Package feed implements a flexible, robust and efficient RSS and Atom parser

Feed Parser (RSS, Atom)

GoDoc Travis Build Status

Package feed implements a flexible, robust and efficient RSS/Atom parser.

If you just want some bytes to be quickly parsed into an object without care about underlying feed type, you can start with this: Simple Use

If you want to take a deeper dive into how you can customize the parser behavior:

Installation & Use

Get the pkg

go get github.com/jloup/xml

Use it in code

import "github.com/jloup/xml/feed"

Simple Use : feed.Parse(io.Reader, feed.DefaultOptions)

Example:

f, err := os.Open("feed.txt")

if err != nil {
    return
}

myfeed, err := feed.Parse(f, feed.DefaultOptions)

if err != nil {
    fmt.Printf("Cannot parse feed: %s\n", err)
    return
}

fmt.Printf("FEED '%s'\n", myfeed.Title)
for i, entry := range myfeed.Entries {
    fmt.Printf("\t#%v '%s' (%s)\n\t\t%s\n\n", i, entry.Title,
                                                 entry.Link,
                                                 entry.Summary)
}

Output:

FEED 'Me, Myself and I'
	#0 'Breakfast' (http://example.org/2005/04/02/breakfast)
		eggs and bacon, yup !

	#1 'Dinner' (http://example.org/2005/04/02/dinner)
		got soap delivered !

feed.Parse returns a BasicFeed which fields are :

// Rss channel or Atom feed
type BasicFeed struct {
  Title   string
  Id      string // Atom:feed:id | RSS:channel:link 
  Date    time.Time
  Image   string // Atom:feed:logo:iri | RSS:channel:image:url
  Entries []BasicEntryBlock
}

type BasicEntryBlock struct {
	Title   string
	Link    string
	Date    time.Time // Atom:entry:updated | RSS:item:pubDate
	Id      string // Atom:entry:id | RSS:item:guid
	Summary string
}

Extending BasicFeed

BasicFeed is really basic struct implementing feed.UserFeed interface. You may want to access more values extracted from feeds. For this purpose you can pass your own implementation of feed.UserFeed to feed.ParseCustom.

type UserFeed interface {
    PopulateFromAtomFeed(f *atom.Feed) // see github.com/jloup/xml/feed/atom
    PopulateFromAtomEntry(e *atom.Entry)
    PopulateFromRssChannel(c *rss.Channel) // see github.com/jloup/xml/feed/rss
    PopulateFromRssItem(i *rss.Item)
}

func ParseCustom(r io.Reader, feed UserFeed, options ParseOptions) error

To avoid starting from scratch, you can embed feed.BasicEntryBlock and feed.BasicFeedBlock in your structs

Example:

type MyFeed struct {
	feed.BasicFeedBlock
	Generator string
	Entries   []feed.BasicEntryBlock
}

func (m *MyFeed) PopulateFromAtomFeed(f *atom.Feed) {
	m.BasicFeedBlock.PopulateFromAtomFeed(f)

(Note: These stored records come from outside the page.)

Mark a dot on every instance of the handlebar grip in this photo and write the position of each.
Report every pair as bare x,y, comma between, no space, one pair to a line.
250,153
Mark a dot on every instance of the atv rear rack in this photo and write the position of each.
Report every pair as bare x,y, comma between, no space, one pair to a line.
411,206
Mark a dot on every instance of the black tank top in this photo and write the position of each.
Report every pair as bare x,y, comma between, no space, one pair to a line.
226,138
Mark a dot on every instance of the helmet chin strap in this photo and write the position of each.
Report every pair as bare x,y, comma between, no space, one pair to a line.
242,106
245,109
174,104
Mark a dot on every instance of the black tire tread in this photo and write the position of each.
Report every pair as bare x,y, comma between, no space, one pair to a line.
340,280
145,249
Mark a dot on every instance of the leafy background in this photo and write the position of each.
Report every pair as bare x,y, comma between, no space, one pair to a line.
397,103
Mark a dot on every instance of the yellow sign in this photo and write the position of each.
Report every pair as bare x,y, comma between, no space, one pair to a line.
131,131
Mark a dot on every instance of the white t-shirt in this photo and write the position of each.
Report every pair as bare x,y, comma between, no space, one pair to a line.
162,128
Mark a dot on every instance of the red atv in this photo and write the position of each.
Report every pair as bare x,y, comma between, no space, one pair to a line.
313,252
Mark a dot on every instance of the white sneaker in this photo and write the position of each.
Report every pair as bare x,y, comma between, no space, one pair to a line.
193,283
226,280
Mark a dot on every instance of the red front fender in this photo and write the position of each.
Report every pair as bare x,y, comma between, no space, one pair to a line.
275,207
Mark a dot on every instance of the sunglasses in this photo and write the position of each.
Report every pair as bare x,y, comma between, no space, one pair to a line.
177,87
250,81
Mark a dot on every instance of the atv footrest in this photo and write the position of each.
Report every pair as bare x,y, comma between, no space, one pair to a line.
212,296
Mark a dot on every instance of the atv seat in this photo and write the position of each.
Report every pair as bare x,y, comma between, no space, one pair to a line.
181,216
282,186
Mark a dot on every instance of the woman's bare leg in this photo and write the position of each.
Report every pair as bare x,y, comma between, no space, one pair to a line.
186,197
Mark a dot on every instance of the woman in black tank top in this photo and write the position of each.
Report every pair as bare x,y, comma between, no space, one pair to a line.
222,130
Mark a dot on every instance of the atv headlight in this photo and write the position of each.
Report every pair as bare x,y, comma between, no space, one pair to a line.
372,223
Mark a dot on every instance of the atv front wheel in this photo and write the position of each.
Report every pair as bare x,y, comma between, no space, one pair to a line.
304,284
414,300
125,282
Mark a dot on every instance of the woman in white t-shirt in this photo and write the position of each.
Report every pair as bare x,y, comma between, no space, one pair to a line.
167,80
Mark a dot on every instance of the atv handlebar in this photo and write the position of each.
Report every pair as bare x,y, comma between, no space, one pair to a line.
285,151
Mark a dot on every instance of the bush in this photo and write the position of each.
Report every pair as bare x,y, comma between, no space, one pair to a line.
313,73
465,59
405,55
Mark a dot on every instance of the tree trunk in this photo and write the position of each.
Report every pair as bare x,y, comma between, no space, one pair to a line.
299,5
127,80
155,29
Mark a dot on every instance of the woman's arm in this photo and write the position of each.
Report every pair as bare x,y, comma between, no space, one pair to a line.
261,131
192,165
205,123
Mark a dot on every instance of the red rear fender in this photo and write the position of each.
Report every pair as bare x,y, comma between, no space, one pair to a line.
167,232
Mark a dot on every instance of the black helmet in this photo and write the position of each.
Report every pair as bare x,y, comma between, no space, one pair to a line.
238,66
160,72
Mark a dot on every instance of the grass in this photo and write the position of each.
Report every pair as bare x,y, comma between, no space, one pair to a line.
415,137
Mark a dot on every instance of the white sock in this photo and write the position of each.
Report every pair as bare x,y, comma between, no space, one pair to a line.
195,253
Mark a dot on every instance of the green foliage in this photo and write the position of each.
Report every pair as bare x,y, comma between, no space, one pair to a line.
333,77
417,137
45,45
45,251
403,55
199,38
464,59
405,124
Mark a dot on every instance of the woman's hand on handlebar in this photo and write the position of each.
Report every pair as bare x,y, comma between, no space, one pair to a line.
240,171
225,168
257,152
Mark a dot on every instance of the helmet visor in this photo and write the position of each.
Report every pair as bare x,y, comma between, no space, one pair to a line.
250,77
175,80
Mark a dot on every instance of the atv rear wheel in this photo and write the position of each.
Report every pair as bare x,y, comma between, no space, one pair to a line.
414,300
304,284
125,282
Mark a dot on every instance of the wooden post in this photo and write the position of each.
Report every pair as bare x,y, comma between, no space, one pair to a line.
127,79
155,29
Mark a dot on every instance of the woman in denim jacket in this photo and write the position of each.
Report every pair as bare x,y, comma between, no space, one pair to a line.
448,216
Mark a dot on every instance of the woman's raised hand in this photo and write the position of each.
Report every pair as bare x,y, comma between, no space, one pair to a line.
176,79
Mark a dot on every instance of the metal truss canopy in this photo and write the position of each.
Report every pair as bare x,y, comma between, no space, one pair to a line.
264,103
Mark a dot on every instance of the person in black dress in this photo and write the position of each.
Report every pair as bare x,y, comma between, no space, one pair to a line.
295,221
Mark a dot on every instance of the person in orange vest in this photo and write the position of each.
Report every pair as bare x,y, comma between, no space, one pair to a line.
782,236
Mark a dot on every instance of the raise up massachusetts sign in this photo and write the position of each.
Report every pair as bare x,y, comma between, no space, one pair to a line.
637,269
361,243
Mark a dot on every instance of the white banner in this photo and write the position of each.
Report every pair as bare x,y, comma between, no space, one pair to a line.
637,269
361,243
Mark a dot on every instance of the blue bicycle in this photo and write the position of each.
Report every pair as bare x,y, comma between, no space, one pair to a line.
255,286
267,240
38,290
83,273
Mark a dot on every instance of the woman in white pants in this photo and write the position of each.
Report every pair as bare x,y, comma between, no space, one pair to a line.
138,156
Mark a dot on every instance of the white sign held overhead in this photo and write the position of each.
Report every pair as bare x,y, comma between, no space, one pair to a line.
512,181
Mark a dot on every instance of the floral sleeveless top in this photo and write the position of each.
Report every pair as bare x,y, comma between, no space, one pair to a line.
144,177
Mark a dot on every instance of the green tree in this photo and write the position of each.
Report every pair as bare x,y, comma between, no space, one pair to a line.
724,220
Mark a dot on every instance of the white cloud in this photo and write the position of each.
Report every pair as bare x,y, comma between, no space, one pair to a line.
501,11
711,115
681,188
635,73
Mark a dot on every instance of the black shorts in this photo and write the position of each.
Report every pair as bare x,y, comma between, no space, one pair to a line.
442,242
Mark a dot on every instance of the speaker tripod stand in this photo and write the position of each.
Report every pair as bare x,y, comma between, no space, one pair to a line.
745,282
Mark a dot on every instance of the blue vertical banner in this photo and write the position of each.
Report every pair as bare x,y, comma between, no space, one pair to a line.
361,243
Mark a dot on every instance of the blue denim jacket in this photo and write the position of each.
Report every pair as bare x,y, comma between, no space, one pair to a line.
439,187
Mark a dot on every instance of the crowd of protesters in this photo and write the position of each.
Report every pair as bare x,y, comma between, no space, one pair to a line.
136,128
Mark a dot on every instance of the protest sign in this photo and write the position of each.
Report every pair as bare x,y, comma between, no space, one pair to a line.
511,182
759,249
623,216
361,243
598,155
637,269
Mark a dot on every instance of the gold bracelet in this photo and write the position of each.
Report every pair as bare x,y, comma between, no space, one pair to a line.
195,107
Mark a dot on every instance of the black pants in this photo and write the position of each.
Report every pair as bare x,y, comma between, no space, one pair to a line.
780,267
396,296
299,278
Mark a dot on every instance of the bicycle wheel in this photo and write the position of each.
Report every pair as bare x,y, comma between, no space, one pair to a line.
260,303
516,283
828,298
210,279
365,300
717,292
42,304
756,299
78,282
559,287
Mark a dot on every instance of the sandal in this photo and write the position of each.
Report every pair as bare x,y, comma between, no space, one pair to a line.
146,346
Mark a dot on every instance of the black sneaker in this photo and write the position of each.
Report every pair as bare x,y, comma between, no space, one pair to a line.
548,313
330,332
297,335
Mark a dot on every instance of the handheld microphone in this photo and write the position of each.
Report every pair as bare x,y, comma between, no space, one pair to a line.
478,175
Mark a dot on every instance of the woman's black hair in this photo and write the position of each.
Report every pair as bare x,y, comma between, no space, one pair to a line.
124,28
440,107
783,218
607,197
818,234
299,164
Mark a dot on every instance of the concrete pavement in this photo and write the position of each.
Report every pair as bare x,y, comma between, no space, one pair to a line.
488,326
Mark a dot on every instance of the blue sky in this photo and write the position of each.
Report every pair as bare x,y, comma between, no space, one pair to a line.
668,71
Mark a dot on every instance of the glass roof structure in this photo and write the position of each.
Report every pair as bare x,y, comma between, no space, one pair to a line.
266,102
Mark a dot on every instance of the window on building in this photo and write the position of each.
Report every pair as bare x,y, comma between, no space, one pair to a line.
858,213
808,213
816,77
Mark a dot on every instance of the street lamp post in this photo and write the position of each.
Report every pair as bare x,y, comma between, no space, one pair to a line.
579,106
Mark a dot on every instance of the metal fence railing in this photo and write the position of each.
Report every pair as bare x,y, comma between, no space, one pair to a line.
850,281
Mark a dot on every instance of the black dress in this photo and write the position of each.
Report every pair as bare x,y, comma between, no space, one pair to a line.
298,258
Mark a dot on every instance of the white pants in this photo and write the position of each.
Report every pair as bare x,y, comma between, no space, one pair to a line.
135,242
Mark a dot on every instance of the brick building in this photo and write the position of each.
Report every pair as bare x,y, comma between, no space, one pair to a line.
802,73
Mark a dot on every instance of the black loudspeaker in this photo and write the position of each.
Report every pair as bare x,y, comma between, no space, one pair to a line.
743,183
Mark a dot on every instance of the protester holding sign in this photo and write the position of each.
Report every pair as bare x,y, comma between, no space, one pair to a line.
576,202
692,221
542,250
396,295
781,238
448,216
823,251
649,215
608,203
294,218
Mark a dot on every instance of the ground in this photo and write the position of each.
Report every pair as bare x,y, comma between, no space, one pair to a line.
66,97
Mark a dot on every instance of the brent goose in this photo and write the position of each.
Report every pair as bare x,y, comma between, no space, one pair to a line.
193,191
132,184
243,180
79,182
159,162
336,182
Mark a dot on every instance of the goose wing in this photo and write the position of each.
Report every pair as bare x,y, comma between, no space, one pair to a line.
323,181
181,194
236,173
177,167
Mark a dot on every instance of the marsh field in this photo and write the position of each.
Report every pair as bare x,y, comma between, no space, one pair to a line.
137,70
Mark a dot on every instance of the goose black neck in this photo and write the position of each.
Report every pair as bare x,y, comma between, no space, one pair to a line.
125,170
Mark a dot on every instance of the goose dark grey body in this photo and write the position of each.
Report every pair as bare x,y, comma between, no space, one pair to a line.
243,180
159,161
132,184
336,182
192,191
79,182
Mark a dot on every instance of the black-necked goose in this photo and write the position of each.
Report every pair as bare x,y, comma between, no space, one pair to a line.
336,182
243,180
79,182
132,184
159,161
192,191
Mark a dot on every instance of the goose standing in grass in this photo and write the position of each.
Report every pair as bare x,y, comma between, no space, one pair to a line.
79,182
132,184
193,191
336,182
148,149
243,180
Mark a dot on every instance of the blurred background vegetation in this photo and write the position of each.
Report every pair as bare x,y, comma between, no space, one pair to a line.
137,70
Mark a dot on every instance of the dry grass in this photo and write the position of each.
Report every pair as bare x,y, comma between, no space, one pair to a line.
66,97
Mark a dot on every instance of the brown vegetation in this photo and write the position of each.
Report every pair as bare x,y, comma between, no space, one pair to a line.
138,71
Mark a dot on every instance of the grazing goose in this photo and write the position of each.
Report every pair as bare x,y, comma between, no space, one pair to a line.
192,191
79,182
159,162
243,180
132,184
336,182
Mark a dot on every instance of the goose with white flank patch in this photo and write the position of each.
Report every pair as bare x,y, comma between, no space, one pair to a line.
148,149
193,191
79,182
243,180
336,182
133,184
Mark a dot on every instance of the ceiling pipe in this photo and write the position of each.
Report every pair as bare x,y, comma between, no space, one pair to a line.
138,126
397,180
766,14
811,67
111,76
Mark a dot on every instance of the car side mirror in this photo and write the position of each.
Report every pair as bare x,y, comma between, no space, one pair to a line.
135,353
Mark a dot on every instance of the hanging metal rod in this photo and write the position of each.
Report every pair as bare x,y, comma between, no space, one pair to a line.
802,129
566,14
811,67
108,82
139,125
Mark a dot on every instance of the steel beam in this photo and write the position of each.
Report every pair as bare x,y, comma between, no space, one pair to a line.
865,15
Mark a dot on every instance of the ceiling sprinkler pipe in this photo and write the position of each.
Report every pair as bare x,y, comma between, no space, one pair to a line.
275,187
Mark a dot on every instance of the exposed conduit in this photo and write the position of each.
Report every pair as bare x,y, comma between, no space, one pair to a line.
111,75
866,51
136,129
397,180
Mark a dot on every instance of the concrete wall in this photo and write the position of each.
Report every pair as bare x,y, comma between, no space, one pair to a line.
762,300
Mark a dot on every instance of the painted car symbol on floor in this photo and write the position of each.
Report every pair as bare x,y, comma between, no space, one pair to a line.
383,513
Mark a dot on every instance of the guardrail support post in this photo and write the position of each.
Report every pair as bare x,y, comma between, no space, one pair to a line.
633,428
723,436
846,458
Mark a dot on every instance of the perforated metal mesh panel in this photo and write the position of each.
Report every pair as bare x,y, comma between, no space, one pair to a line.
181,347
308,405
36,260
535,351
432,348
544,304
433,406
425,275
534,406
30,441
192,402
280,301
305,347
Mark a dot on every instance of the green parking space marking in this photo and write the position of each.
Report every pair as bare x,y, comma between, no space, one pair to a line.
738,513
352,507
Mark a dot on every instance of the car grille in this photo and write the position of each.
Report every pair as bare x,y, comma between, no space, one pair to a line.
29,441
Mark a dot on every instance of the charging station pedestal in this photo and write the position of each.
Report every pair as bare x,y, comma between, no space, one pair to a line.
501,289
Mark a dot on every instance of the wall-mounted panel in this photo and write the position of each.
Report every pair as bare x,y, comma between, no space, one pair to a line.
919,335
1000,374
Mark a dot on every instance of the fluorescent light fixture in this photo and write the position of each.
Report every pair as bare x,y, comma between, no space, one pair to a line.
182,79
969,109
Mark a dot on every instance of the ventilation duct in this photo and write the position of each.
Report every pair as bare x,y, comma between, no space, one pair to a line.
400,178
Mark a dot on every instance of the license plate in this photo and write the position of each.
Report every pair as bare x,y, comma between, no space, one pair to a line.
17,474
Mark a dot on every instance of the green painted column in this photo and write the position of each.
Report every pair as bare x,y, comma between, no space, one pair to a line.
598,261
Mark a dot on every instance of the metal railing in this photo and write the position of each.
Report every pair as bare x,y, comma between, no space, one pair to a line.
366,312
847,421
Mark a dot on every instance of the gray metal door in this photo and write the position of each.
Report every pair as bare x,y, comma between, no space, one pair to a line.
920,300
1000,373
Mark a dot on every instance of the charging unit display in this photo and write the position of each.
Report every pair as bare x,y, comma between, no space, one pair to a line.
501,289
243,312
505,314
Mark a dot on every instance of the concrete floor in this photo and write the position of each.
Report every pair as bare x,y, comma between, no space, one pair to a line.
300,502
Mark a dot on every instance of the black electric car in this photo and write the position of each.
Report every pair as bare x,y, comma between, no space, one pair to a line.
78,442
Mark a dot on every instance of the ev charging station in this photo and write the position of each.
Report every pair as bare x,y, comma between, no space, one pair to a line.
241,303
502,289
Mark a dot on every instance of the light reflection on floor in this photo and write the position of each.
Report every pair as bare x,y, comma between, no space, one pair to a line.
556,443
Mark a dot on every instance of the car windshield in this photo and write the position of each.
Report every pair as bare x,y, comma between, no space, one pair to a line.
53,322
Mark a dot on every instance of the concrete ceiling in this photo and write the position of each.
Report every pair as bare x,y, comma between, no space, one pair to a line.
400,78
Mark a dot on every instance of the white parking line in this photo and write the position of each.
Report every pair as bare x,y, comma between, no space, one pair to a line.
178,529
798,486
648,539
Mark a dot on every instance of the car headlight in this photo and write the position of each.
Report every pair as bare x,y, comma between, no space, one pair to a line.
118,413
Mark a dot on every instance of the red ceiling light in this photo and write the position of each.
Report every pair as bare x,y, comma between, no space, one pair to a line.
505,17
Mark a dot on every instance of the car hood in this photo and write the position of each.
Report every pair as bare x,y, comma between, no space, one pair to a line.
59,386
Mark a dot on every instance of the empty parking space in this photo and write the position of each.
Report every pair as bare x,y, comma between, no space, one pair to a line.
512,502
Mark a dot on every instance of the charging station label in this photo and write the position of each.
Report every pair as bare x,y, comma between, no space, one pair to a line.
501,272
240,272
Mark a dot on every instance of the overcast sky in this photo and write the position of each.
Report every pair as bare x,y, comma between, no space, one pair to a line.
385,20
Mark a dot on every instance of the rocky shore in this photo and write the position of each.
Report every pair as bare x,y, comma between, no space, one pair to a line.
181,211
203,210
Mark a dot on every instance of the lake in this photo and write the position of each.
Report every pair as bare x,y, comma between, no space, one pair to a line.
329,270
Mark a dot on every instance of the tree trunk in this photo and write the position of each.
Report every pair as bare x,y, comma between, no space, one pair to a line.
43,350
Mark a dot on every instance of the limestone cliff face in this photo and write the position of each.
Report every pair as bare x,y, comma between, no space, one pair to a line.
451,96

	m.Generator = fmt.Sprintf("%s V%s", f.Generator.Uri.String(), 
	                                    f.Generator.Version.String())
}

func (m *MyFeed) PopulateFromRssChannel(c *rss.Channel) {
	m.BasicFeedBlock.PopulateFromRssChannel(c)

	m.Generator = c.Generator.String()
}

func (m *MyFeed) PopulateFromAtomEntry(e *atom.Entry) {
	newEntry := feed.BasicEntryBlock{}
	newEntry.PopulateFromAtomEntry(e)
	m.Entries = append(m.Entries, newEntry)
}

func (m *MyFeed) PopulateFromRssItem(i *rss.Item) {
	newEntry := feed.BasicEntryBlock{}
	newEntry.PopulateFromRssItem(i)
	m.Entries = append(m.Entries, newEntry)

}

func main() {
    f, err := os.Open("feed.txt")

    if err != nil {
        return
    }

    myfeed := &MyFeed{}

    err = feed.ParseCustom(f, myfeed, feed.DefaultOptions)

    if err != nil {
        fmt.Printf("Cannot parse feed: %s\n", err)
        return
    }

    fmt.Printf("FEED '%s' generated with %s\n", myfeed.Title, myfeed.Generator)
    for i, entry := range myfeed.Entries {
        fmt.Printf("\t#%v '%s' (%s)\n", i, entry.Title, entry.Link)
    }
}

Output:

FEED 'Me, Myself and I' generated with http://www.atomgenerator.com/ V1.0
	#0 'Breakfast' (http://example.org/2005/04/02/breakfast)
	#1 'Dinner' (http://example.org/2005/04/02/dinner)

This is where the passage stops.